Much has been written on the subject of the decay of the English language. Tomes of text. Volumes of verbs. Stacks of scrolls. At the end of the day nobody is quite sure who to blame. An increase in instant written communication options has been generally lambasted as the culprit. SMSing, emailing and instant messaging are convenient scapegoats. The underlying issue is public apathy – which can be blamed for all of society’s problems – obesity, the decline in public morality, reality television… Rather than attack the root cause of the problem, I’m going to attack a symptom of this linguistic malaise. Lets face it, I’m not likely to be able to solve a major social issue on the pages of my blog. But maybe, just maybe, I’ll be able to change you.
I h8 txt talk. I still write out my SMS’s in full. I refuse to succumb to the succubus sucking the life from the lexicon. Ok, so maybe I’m working too hard to be alliterative. But at least I’m literate. Unlike those people who require pictures to communicate emotions. That might be a little harsh.

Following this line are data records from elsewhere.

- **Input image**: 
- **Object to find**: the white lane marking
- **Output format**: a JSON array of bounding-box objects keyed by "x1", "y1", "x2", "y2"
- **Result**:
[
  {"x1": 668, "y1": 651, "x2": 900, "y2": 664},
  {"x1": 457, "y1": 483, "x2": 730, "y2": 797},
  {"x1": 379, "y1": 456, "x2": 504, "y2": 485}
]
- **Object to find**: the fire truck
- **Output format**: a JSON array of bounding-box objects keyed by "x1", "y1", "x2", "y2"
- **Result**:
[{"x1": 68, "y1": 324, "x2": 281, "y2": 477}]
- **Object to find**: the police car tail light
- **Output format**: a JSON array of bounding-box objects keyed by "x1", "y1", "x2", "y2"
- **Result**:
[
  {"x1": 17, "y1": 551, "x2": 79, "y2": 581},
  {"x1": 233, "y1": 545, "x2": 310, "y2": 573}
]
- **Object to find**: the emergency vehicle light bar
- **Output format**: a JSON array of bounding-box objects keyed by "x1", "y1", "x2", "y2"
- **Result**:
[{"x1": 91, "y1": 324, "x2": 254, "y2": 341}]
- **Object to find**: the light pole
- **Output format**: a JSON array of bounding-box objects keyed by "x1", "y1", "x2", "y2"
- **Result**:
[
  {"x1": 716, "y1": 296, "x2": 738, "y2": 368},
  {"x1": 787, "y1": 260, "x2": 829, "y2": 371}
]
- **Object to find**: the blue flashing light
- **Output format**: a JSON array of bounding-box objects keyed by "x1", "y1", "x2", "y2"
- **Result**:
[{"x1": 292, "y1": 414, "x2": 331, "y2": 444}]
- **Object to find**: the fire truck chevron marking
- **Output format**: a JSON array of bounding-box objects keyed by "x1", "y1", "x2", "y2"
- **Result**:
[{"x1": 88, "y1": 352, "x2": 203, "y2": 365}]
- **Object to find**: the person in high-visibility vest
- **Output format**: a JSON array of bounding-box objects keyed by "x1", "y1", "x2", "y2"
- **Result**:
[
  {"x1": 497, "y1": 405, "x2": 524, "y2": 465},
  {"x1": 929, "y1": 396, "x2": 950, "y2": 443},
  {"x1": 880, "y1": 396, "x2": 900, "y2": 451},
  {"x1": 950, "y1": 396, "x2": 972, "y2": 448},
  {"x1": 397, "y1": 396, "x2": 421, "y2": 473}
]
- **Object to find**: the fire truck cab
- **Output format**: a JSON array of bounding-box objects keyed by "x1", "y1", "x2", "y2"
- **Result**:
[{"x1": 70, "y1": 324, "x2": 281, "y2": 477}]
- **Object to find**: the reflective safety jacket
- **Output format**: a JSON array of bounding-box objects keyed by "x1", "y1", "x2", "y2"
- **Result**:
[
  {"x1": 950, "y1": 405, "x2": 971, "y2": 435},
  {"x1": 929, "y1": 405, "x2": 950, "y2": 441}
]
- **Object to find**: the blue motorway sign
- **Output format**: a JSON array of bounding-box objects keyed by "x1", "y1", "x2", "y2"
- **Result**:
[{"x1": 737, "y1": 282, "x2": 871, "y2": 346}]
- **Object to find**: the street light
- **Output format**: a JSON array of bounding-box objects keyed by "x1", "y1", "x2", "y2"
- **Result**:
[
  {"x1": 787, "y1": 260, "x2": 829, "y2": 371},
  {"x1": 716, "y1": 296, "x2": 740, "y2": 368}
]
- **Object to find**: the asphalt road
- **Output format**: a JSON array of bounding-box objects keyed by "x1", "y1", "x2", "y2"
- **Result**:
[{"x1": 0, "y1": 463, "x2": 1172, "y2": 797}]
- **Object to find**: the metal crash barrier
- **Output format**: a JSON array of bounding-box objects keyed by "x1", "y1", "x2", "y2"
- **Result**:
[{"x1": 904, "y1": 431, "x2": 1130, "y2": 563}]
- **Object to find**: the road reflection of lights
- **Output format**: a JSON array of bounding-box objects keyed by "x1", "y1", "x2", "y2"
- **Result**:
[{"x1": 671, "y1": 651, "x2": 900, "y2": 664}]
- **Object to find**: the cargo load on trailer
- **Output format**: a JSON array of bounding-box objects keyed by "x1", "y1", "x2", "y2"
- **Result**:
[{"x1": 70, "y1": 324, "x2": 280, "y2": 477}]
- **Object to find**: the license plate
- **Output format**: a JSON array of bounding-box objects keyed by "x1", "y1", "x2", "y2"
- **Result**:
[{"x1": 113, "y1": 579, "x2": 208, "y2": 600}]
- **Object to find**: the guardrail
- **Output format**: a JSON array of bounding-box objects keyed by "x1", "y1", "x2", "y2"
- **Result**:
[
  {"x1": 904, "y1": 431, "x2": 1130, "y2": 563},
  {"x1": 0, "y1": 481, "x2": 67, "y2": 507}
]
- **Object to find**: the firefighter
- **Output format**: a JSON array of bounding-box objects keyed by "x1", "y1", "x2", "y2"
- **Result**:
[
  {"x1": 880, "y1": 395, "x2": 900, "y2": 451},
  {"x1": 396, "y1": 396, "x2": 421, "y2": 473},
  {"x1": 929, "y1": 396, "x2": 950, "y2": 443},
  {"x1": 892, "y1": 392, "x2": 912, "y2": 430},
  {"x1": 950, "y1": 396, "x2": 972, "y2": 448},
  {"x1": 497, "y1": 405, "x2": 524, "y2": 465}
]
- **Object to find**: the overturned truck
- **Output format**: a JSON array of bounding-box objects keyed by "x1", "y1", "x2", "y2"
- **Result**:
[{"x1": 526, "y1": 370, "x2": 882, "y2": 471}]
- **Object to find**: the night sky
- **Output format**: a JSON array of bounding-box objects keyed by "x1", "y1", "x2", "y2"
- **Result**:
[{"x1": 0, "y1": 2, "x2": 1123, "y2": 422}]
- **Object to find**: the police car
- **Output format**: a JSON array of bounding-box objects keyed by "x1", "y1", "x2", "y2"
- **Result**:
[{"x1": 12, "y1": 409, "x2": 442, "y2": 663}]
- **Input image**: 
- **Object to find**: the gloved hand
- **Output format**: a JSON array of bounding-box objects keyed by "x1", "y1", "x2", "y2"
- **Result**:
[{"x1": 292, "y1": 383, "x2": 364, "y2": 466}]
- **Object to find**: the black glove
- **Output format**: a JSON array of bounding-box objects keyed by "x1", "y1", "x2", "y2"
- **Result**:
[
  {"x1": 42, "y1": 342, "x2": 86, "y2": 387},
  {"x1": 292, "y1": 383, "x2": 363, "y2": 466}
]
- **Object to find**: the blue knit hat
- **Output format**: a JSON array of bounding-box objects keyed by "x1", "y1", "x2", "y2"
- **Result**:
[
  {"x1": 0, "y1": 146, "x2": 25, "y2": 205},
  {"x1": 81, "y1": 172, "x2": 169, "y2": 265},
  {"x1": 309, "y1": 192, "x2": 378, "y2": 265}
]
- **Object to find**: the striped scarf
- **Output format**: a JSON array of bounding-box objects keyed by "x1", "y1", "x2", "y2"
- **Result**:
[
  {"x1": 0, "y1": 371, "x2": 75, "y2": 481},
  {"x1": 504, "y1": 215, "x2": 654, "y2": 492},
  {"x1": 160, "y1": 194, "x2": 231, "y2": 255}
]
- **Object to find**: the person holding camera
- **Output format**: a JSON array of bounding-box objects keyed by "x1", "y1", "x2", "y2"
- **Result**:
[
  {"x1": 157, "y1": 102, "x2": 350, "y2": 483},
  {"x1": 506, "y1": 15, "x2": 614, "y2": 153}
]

Emoticons, for the uninitiated, are those little smiley faces that have wormed their way into the hearts and messages of the internet (I also can’t figure out what the internet has done to deserve proper noun status. I’m not going to capitalise it just because Microsoft tells me to…) generation. I can almost cope when people use common acronyms from the internet vernacular. Provided people are actually laughing out loud (lol) or rolling on the floor laughing (rofl) I don’t mind abbreviation. It’s efficient. I don’t like being lied to though – and I’ve never actually witnessed anyone rolling on the floor (and certainly not roflmao – you can look that up, this blog will not be denigrated with profanity – suffice to say it requires the removal of one’s nether regions (note – not never regions…)(further note – I’ve always wondered how the Dutch feel about the Netherlands tag given its association with said regions) but I’m prepared to let that slide. But really, is it ever conversationally necessary to represent your opinion with a little smiley face? Or a winking smiley face? Or a smiley face with glasses? Or a smiley face with a frown? Or a crying smiley face? Or one of the 69 emoticons provided with MSN messenger. Admittedly some of those 69 come in handy when you’re telling a story about an aeroplane (ap) getting struck by lightning (li) and crashing into a desserted[sic] (^) island (ip). Or a story about a girl (x) being attacked by a vampire bat ( :[ ). Outside of these circumstances I see no real reason to be using emoticons in general conversation. Unless of course you are actually pulling that face at the computer and want the other person to know. But if that’s the case there are a lot of people out there who poke their tongues out at the computer… and that worries me.
How Microsoft think its possible to encapsulate an emotion in a little picture is beyond me anyway – it flies in the face of every significant literary figure who struggled to adequately describe feelings – the depths of despair and heights of elation can not, and should not be represented by little, round, yellow men.